Goal: Allow end users to have the ability to
- Define user roles
- Assign users to defined roles
- Define authorization rules for each role dynamically without code change.
Solution:
- CRUD roles UI, which can assign user to roles, and define authorization matrix for each role.
- The authorization matrix has to be extensible as controllers and actions grow. This is done by inspecting Rails routes: Rails.application.routes.routes.map(&:requirements) tell us what actions are in which controllers.
- CanCan Ability runs can {|action, subject_class, subject| user.role.authorized?(action, subject_class, subject) }
- Authorization matrix must also be forward-compatible with default rule for actions not covered by the current matrix.
- The value for authorization matrix can simply be boolean or some code block for different checking mode, for example, record level authorization: owner only, owner or superior, owner + peer + superior, etc.

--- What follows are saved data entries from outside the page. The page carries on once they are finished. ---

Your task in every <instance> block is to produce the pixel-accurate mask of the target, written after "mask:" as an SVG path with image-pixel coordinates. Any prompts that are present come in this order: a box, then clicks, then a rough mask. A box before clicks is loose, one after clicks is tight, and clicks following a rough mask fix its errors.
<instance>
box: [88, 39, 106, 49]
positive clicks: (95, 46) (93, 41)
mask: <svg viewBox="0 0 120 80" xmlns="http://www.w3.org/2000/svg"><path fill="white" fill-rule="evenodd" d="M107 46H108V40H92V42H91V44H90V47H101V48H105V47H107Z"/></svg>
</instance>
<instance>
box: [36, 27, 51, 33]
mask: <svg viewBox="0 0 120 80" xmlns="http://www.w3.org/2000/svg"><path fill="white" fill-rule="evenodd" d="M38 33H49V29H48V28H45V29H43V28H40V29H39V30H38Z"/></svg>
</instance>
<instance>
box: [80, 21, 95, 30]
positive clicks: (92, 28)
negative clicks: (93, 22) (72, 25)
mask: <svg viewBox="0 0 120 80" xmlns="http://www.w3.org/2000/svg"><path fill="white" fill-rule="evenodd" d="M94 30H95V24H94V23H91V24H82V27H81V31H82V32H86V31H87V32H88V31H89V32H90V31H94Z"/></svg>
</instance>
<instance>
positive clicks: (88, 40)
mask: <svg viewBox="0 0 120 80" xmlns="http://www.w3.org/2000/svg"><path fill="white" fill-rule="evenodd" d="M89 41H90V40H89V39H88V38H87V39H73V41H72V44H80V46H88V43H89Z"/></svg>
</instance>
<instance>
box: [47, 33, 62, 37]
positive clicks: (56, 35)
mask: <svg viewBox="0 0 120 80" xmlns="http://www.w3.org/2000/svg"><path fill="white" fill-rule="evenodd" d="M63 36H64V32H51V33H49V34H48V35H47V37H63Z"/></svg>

The rules are dynamic but these modes are not. Code change is required when there is a new authorization mode.
- Code blocks cannot be stored in the database directly without the unsafe eval. There should be an object that contains these authorization modes which can be referred to through string or symbol. We can then store these symbols in the authorization matrix. An example would be a hash with symbol key and lambda value. The lambda block must have a certain signature which can be called consistently. The authorized? method then call these lambda blocks with a fixed set of parameters retrieved from the arguments or somewhere else.
- Testing is ridiculously complex. Instead of testing which role can do what, we must test that if a role can perform an action, it must be able to. The responsibility of testing which role can do what is pushed to the UAT level.